Kamis, 15 Juni 2017

Toleransi


“Bersifat atau bersikap menenggang (menghargai, membiarkan, membolehkan) pendirian (pendapat, pandangan, kepercayaan, kebiasaan, kelakuan, dsb) yang berbeda atau bertentangan dengan pendirian sendiri.”

Itulah arti kata “toleran” menurut Kamus Besar Bahasa Indonesia (KBBI). Sedang toleransi, masih menurut KBBI, setidaknya punya tiga arti : 1. Sifat atau sikap toleran; 2. Batas ukur untuk penambahan atau pengurangan yang masih diperbolehkan; 3. Penyimpangan yang masih dapat diterima dalam pengukuran kerja.

Demikianlah, Gus. Di negeri kita, dewasa ini toleransi sedang jadi selebritis, lebih selebritis dari kamu. Dari aku apalagi. Kita kalah tenar. Sebenarnya tolerasi bukan selebritis dadakan. Ketenarannya bukan hadiah yang ujug-ujug macam hadiah kuis di televisi. Ketenarannya adalah hasil penitian yang cukup panjang. Mungkin kamu masih ingat, di era tahun 90an ada pelajaran yang namanya PPKn, kependekan dari Pendidikan Pancasila dan Kewarganegaraan. Di buku PPKn untuk tingkat sekolah dasar, yang bersampul gambar Garuda Pancasila itu, anak-anak sudah dikenalkan dengan kata ini, toleransi. Ada pula yang menyebutnya dengan tenggang rasa. Aku masih ingat betul salah satu sub bab pada buku PPKn itu berjudul “Tenggang Rasa Antar Umat Beragama”. Aku pikir ingatanmu juga masih segar untuk menjangkau itu, Gus.
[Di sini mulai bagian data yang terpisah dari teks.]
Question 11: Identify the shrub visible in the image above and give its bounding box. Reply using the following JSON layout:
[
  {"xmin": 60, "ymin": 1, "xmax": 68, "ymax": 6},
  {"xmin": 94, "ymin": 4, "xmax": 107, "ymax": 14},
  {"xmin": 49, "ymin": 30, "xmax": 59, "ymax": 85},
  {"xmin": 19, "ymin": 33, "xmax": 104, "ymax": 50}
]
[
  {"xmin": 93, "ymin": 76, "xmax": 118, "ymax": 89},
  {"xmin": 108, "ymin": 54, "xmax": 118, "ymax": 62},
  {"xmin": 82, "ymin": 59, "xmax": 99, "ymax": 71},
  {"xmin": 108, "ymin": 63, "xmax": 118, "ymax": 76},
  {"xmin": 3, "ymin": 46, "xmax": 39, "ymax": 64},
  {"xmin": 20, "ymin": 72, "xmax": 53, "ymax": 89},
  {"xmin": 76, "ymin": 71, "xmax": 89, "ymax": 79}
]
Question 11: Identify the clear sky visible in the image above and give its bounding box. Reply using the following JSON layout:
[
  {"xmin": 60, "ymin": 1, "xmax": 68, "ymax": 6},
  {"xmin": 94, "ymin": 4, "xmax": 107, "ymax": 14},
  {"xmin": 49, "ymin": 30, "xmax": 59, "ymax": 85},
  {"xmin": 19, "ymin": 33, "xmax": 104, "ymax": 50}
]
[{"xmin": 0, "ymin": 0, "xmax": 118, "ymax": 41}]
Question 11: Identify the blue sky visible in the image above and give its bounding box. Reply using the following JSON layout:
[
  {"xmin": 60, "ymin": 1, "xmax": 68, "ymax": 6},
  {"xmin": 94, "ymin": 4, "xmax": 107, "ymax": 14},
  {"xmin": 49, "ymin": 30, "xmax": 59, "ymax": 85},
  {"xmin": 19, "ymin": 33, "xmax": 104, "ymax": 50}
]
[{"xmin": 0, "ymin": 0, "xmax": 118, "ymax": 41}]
Ya, itu sudah lama sekali. Sebelum ramai-ramai kasus penistaan agama, peristiwa aksi bernomor cantik yang berjilid-jilid, Pilkada Ibu Kota yang aroma panasnya menyebar hingga ke desa-desa yang bahkan tak ada hubunganya sama sekali, atau kalau kamu masih ingat, pelajaran PPKn yang aku ceritakan tadi itu bahkan masih jauh sebelum peristiwa Tragedi Monas 2008. Iya, yang itu. Tragedi pemukulan dan penyerangan pada masa aksi damai itu.
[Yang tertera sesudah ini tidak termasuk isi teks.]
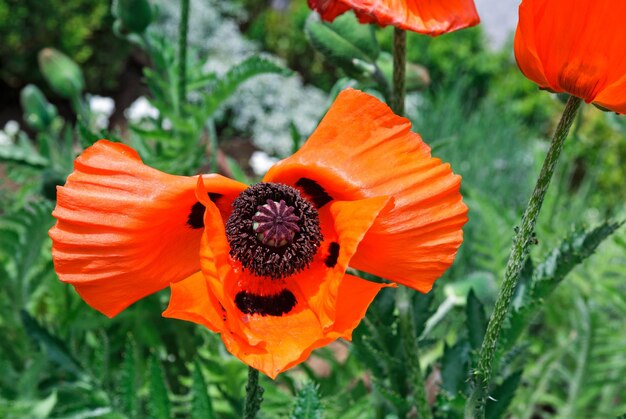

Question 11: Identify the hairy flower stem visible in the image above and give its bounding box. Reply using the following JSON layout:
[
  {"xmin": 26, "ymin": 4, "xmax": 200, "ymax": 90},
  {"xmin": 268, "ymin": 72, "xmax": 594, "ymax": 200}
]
[
  {"xmin": 391, "ymin": 28, "xmax": 406, "ymax": 116},
  {"xmin": 465, "ymin": 96, "xmax": 581, "ymax": 418},
  {"xmin": 177, "ymin": 0, "xmax": 189, "ymax": 114},
  {"xmin": 396, "ymin": 287, "xmax": 432, "ymax": 419},
  {"xmin": 243, "ymin": 367, "xmax": 263, "ymax": 419}
]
Entahlah, Gus. Aku tak tahu pasti, mengapa kini toleransi bisa sangat tenar. Tepat sekali. Aku setuju denganmu bahwa meroketnya kata toleransi ini memang berangsur-angsur. Percikan peristiwa yang kian menumpuk dan menemukan momentumnya pada kasus anak naga jadi raja Ibu Kota. Ah, masa iya? Bukan. Kasus keseleo lidah itu bukan momentum awal. Memang kasus itu membuat kata toleransi makin melejit, tapi asal mulanya bahkan sejak si anak naga jadi wakil raja Ibu Kota. Coba kamu ingat-ingat, bagaimana gencarnya pengakatan isu-isu etnis dan agama. Pemuka agama yang sudah merasa jadi tetangga Tuhan banyak mendapat panggungan pada masa-masa begitu. Laku keras. Mereka jadi favorit, jauh meninggalkan para pemuka agama yang ceramahnya membuat senyum dan menyejukkan hati. Dalam suasana yang demikian, yang memanaskan hati, yang provokatif yang lebih dibutuhkan. Kepiawaiannya mampu menggerakkan massa. Dan massa adalah berlian dalam pesta 5 tahunan.
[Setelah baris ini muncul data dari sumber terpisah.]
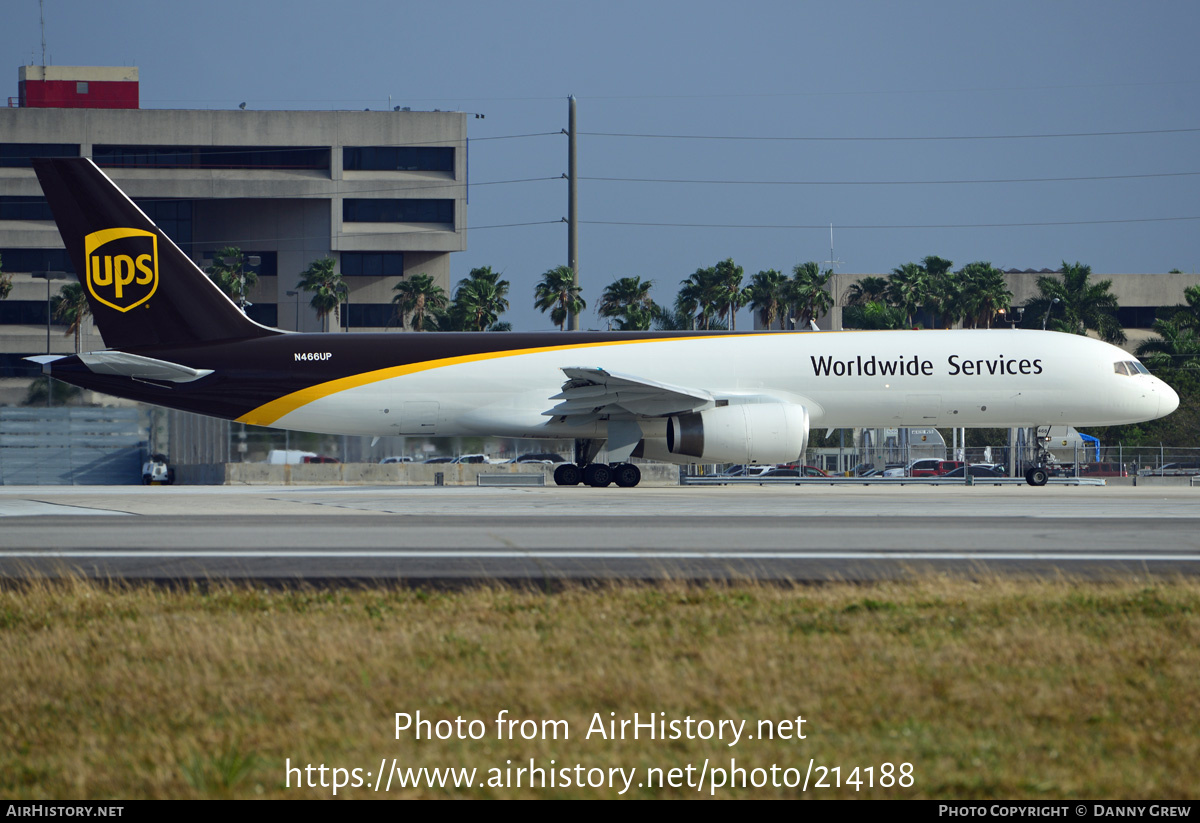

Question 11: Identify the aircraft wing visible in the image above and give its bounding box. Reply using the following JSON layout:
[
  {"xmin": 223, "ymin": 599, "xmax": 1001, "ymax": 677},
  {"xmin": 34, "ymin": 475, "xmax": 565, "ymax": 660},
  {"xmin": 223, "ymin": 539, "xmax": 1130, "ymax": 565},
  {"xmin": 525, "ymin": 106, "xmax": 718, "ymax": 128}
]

Memang persoalan toleransi sudah ada jauh sebelum si anak naga jadi raja Ibu Kota. Bahkan mungkin intoleransi adalah hal yang alami. Eh, jangan sewot dulu, Gus. Ini kan baru mungkin, belum pasti. Aku juga masih berpikir-pikir. Apakah toleransi itu hal yang alami, yang kodrati? Apakah toleransi itu fitrah manusia? Atau jangan-jangan sebaliknya. Manusia dikodratkan untuk intoleran, selalu memandang salah pada yang berbeda darinya. Manusia pada dasarnya tak memiliki gagasan toleransi atau tenggang rasa. Berbeda sama dengan musuh, titik.

Anak-anak? Maksudmu, bagaimana anak-anak menyikapi perbedaan? Hmm. Begitu, ya? Jadi menurutmu anak-anak adalah gambaran ideal nautralitas manusia? Tapi aku kurang sependapat. Atau setidaknya buatlah batasan, anak-anak usia berapa yang masih bisa kita lihat sebagai manusia polos, manusia tanpa gagasan-gagasan besar produk kebudayaan. Dan lagi pula, anak-anak punya karakter yang bebeda-beda.  Oke, Gus. Sabar. Maaf, aku menyelamu terlalu bertubi-tubi.

Baiklah, mari kita melihat anak-anak. Hmm. Sepertinya ada yang bisa kusampaikan padamu tentang anak-anak dari sudut pandangku. Menurutku, dalam perbedan karakternya, mereka punya satu kesamaan. Pada dasarnya semua anak-anak dimuka bumi ini mampu menerima kehadiran liyan, sehadiran the other, kehadiran hal diluar diri mereka yang tentu berbeda satu sama lain.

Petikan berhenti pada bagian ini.